So the cost of computing hardware falls dramatically year after year. The cost of proprietary software does not follow the same curve. So if you're using software license per CPU or core, it means the primary driver of scaling cost is software cost. So the math can be brutal even before you start scaling horizontally.
So, this Dell T710-- dual quad-core CPUs, 36 gigabytes of memory, 2 terabytes of RAID 10 storage-- will set you back $6,953. OK, now you've got a lovely server. Let's put Oracle Enterprise on our fancy new server. We got 8 cores. Multiply that by a 0.5 "processor core factor" times the per-processor price of Oracle Enterprise, add in the Spatial because we are GIS guys-- and remember, you need Enterprise to run Spatial-- and the grand total is a cool $260,000, or as Larry Ellison calls it, a quarter-- of a million dollars.

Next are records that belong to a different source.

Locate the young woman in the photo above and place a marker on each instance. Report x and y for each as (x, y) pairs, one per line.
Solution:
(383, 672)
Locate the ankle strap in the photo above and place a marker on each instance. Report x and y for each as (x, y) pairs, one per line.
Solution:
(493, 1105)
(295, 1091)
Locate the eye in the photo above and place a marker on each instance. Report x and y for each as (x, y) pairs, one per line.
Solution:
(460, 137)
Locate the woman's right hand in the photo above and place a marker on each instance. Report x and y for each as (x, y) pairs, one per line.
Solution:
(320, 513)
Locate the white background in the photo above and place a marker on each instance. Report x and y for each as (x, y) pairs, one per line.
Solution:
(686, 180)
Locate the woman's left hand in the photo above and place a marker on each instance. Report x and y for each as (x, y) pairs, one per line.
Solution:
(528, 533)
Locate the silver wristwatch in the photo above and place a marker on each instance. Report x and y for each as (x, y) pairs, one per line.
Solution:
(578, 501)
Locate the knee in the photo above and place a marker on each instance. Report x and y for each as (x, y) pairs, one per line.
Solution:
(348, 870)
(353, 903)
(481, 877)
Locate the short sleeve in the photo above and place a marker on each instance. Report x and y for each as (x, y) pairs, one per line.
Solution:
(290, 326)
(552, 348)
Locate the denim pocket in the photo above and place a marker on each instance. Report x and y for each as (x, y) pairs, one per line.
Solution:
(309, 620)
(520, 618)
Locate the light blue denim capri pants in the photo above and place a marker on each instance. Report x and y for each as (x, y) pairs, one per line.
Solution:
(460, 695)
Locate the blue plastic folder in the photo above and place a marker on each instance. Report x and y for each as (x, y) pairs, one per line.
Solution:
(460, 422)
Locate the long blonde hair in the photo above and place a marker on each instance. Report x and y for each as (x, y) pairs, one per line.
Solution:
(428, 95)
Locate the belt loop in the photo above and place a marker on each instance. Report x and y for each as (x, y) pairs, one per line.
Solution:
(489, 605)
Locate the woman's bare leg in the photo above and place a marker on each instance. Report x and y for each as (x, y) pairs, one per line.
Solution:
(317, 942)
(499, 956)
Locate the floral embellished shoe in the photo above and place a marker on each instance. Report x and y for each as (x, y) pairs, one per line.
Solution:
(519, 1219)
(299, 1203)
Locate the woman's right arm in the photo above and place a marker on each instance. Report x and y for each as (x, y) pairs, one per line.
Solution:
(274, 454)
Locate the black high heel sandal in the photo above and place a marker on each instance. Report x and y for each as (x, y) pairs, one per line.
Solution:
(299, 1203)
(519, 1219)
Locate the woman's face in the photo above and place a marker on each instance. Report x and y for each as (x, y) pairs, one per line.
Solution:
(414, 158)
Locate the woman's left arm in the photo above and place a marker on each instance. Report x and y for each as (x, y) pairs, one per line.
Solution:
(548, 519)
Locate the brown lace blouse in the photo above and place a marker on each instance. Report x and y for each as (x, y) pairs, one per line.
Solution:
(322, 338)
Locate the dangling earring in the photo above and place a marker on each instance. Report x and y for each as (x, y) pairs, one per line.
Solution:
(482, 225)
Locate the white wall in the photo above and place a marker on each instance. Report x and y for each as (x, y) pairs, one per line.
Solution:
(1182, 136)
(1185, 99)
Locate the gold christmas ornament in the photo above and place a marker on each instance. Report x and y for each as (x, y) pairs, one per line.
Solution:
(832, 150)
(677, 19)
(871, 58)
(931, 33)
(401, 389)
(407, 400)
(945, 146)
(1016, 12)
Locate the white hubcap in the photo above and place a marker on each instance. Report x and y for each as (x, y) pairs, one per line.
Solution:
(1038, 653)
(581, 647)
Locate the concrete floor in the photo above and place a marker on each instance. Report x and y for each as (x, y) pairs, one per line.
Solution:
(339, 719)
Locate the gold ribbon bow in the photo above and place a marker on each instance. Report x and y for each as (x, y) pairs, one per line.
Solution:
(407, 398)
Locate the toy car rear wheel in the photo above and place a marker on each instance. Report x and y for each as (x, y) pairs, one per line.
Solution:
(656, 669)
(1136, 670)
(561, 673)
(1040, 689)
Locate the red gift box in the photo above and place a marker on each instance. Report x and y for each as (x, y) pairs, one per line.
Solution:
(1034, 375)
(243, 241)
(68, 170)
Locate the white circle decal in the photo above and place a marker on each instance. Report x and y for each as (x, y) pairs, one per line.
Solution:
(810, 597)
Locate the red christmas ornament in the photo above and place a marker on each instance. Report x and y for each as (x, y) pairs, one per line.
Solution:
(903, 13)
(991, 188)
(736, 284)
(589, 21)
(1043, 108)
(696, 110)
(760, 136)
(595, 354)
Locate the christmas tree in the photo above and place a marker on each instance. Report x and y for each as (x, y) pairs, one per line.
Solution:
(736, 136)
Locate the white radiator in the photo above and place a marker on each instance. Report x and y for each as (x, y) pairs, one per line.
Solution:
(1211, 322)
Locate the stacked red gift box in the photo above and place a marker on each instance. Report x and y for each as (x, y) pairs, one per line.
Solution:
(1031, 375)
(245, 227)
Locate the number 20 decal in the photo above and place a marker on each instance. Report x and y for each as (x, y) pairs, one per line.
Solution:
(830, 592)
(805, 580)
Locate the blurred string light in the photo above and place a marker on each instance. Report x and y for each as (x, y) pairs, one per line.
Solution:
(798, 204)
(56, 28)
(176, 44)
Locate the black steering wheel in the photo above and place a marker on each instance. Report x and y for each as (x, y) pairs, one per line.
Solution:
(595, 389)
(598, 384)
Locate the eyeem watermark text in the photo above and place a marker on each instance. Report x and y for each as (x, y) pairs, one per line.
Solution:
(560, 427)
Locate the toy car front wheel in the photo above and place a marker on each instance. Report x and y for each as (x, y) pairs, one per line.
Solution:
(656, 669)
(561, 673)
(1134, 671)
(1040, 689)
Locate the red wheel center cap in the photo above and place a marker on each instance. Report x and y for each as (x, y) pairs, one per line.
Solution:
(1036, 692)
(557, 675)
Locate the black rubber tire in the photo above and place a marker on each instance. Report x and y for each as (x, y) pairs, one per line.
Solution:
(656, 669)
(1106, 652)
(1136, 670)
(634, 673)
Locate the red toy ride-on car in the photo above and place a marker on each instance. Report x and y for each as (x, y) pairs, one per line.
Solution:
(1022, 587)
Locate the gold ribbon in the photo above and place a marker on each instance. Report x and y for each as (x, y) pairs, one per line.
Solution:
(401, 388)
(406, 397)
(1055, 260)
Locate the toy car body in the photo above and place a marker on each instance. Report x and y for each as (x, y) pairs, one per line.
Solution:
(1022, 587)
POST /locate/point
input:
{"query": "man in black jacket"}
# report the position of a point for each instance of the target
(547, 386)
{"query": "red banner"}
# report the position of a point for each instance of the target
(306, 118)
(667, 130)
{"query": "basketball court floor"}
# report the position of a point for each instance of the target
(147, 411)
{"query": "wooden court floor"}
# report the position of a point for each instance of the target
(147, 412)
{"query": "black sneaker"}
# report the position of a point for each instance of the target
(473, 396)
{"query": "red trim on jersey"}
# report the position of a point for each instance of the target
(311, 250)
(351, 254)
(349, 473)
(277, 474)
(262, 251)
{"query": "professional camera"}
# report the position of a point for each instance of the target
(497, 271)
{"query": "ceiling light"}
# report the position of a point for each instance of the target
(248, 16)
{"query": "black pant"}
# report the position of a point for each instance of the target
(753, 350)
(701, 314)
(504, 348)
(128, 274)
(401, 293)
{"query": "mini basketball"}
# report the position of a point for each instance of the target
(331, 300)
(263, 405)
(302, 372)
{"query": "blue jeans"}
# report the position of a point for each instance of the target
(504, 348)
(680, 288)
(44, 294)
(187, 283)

Just contemplate the numbers for a moment-- hmm, hmm. The exact same unpleasant math applies to GIS map serving, right? And it gets worse and worse the more you scale up. Now let's compare scaling in open source in our proprietary map servers.
At initial rollout, the load is small, so we buy one server for $5,000 and one copy of the software for $30,000. And to be fair, or perhaps unfair, let's assume that staff is already fully trained in the proprietary software but requires an immense amount of expensive training or learning time to adopt the open source. So there's our total for the first server, $35,000. Great.
Now, great news-- the citizens love the new map service. Maybe someone built a cool iPhone app around it. And suddenly, the load on the machine quadruples. What does it cost? Add three more servers. Add three more licenses. You don't need more training. The software is the same. And the more you scale, the worse the totals on the left become.
Now it's possible you're already so highly evolved that you run your public services in the cloud. So there are no capital costs for servers. But the math in the cloud remains just as unpleasant. Per instance, proprietary software licensing dwarfs the per-instance hardware cost. And the only difference is the hardware costs in the cloud are more spread out more evenly over time instead of being concentrated in big, capital-intensive bursts.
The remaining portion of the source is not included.